He is said to have died worth £1,500 in money, a considerable estate, all things considered, besides household goods; for he sustained such losses as might well have broke any person less frugal and temperate than himself. No less than £2,000, which he had put for security and improvement into the excise office; but neglecting to recall it in time, could never after get it out, with all the power and interest he had in the great ones of those times; besides another great sum, by mismanagement and want for of good advice.

Thus I have reduced into form and order whatever I have been able to rally up, either from the recollection of my own memory, of things transacted while I was with him, or the information of others equally conversant afterwards, or from his own mouth, by frequent visits to the last.

I shall conclude with two material passages, which, though they relate not immediately to our author, or his own particular concerns; yet in regard they happened during his public employ, and, consequently, fell more especially under his cognizance, it will not be amiss here to subjoin them.

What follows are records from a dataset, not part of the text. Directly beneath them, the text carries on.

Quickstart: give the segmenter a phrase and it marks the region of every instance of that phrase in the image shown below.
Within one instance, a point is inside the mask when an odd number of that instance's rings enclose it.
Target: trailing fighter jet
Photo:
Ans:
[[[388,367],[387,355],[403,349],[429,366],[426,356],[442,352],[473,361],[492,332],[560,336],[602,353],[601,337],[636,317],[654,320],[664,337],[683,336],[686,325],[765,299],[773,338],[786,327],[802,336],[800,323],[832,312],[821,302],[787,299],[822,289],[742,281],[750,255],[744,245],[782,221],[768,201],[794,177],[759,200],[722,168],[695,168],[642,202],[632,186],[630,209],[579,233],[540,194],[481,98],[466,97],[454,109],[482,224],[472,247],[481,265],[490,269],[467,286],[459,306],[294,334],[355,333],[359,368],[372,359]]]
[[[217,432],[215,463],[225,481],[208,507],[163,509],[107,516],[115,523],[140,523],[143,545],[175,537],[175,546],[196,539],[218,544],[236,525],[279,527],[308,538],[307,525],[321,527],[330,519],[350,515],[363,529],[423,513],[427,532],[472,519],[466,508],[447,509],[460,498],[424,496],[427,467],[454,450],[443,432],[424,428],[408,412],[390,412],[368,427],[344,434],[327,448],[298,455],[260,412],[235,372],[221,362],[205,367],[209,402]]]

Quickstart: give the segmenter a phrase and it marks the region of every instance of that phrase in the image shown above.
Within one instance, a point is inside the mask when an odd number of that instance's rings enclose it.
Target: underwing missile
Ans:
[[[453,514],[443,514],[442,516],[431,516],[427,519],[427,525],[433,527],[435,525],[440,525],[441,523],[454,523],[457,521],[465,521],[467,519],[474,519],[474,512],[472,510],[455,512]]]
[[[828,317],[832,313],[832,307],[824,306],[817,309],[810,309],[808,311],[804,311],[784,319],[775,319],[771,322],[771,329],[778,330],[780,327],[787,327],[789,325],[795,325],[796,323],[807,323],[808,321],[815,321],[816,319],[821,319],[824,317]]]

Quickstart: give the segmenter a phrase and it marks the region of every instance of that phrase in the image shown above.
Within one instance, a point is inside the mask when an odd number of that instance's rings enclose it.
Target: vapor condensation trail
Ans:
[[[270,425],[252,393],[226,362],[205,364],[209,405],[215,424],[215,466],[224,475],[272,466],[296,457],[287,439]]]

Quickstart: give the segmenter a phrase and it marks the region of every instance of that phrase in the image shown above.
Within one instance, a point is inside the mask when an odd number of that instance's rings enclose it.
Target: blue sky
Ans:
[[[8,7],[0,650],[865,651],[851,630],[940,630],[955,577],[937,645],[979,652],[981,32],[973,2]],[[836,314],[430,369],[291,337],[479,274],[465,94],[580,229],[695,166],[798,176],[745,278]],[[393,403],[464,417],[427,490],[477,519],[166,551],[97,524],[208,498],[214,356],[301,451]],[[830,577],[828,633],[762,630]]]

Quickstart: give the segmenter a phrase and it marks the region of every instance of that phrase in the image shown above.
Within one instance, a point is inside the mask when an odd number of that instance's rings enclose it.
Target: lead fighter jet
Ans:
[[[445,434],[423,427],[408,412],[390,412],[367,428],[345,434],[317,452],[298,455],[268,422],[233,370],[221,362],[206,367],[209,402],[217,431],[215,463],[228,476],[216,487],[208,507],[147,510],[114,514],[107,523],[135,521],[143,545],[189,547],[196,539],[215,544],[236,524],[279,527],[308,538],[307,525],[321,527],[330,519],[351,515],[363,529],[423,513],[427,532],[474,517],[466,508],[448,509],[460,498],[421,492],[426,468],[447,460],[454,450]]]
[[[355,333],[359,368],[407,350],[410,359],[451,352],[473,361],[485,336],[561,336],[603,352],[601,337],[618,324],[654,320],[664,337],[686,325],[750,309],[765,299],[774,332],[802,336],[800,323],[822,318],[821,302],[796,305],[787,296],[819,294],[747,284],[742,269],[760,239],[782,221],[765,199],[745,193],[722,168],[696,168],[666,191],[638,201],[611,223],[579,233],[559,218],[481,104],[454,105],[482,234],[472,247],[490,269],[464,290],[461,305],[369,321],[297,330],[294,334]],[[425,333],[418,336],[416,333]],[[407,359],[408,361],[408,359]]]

The first was this:

Before the war broke forth between the states of England and the Dutch, the Hollanders sent over three ambassadors, in order to an accommodation, but they returning re infecta, the Dutch sent away a plenipotentiary to offer peace upon much milder terms, or at least to gain more time.

But this plenipotentiary could not make such haste, but that the parliament had procured a copy of their instructions in Holland, which were delivered by our author to his kinsmen that was then with him, to translate for the council to view, before the said plenipotentiary had taken shipping for England: an answer to all he had in charge lay ready for him, before he made his public entry into London.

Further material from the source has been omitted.